Peter Miller on his Indictment

“Political excitement was bitter at the time and I was indicted…”

The law clearly favored Miller, especially on two points. First, As Ed’s temporary master, Oldham had legal control of Ed’s services and was in a position to legally purchase him liquor (re: “unless it is done upon the written order of the owner or person having the legal control of the service”); and, second, Miller clearly stated that the drinking only occurred once and it doesn’t appear that anyone disputed the assertion in court (re: “and such order shall only be good for the one sale, loan, or gift”).

The elephant in the room, then, is how Peter Miller was ever convicted of anything in the first place?

Our answer here lies not with the letter of the law—but with its spirit. The “political excitement” Miller referenced revolved around the increasingly-tenuous position of slavery in Kentucky. Lincoln’s war aims were changing; the demise of the Peculiar Institution had become a real possibility if the Confederacy faltered now and Conservative Unionists in Kentucky weren’t particularly pleased about it. (If slavery in the Confederacy went, what chance did it have in the nominally-loyal Border States?) So while he’d technically broken no laws in the Commonwealth, by serving two black men in his tavern—one free and openly exhibiting mastery over a slave, just like his white counterparts might do—Miller had violated the social and cultural mores that governed his own local, white community. In turn, the offended members of that community chose to ignore (that is, completely misappropriate) the particulars of the statute and punished Miller for his breeching of racial protocol.

Upon receiving Miller’s petition for executive clemency, Governor Thomas E. Bramlette quickly reversed the decision and remitted the $50 fine.
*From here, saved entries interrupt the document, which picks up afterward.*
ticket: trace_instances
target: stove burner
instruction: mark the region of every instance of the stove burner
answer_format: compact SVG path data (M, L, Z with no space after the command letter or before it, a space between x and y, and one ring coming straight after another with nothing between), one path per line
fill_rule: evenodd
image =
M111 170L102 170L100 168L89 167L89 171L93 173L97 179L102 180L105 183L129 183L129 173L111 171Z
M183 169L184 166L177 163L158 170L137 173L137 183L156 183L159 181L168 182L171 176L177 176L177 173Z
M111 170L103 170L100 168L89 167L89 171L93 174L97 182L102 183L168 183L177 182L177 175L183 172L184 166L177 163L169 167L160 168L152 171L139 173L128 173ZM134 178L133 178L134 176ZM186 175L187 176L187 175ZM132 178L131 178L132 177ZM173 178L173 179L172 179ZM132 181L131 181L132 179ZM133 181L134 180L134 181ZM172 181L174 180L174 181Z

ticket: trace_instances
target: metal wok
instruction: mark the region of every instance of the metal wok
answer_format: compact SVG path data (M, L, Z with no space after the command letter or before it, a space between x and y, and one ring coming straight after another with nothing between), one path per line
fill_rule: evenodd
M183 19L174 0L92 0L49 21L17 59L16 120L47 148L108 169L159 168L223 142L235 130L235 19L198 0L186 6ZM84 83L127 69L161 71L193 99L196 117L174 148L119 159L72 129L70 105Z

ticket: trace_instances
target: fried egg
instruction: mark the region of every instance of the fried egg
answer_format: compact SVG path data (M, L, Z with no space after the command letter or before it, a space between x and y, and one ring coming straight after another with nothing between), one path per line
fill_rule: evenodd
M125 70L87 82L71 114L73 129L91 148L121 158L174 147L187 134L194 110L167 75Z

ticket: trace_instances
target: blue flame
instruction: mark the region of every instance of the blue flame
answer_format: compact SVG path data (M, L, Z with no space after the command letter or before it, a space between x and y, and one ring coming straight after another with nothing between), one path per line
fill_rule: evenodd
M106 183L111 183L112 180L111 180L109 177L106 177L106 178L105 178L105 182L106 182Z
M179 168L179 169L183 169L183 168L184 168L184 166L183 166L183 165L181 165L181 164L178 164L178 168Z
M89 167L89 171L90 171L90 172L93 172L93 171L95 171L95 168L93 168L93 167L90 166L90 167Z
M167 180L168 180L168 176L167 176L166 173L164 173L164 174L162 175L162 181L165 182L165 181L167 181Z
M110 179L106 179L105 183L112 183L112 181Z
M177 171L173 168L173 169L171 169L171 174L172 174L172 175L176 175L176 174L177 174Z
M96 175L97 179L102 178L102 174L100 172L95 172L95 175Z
In the process of interpreting the law, Bramlette exposed an ironic weakness within the institution’s white supremacist foundation: the spirit of slavery in Kentucky was unquestionably based on race (white > black) and constituted a pillar of the state’s social hierarchy (white slaveholders > white non-slaveholders > any African Americans).

But to protect the integrity of the legal codes which were intended to govern the behavior of slaves and how white Kentuckians interacted with them, Bramlette was forced to concede that, according to the letter of the law, a black master (albeit a temporary one in Nathaniel Oldham) could exert the same authority and claim the same legal rights as a white master. In short, Bramlette was forced to reckon with an unanswerable question: which was a higher priority, maintaining the racial hierarchy, or maintaining the institution (slavery) that enforced the racial hierarchy? Luckily, for thousands of men and women like Ed, before Governor Bramlette left office, President Lincoln and the Union army made his decision a moot point.

Matthew C. Hulbert is an Assistant Editor of the Civil War Governors of Kentucky Digital Documentary Edition.

SOURCES: Peter Miller to Thomas E. Bramlette, 12 Nov 1863, Kentucky Department for Libraries and Archives, Frankfort, Kentucky (hereafter KDLA); Commonwealth of Kentucky v. Peter Miller, Judgment, n.d., KDLA; Acts of the General Assembly of the Commonwealth of Kentucky, Passed, Volume I (Frankfort, KY: A. G. Hodges, State Printer, 1856), 42-44.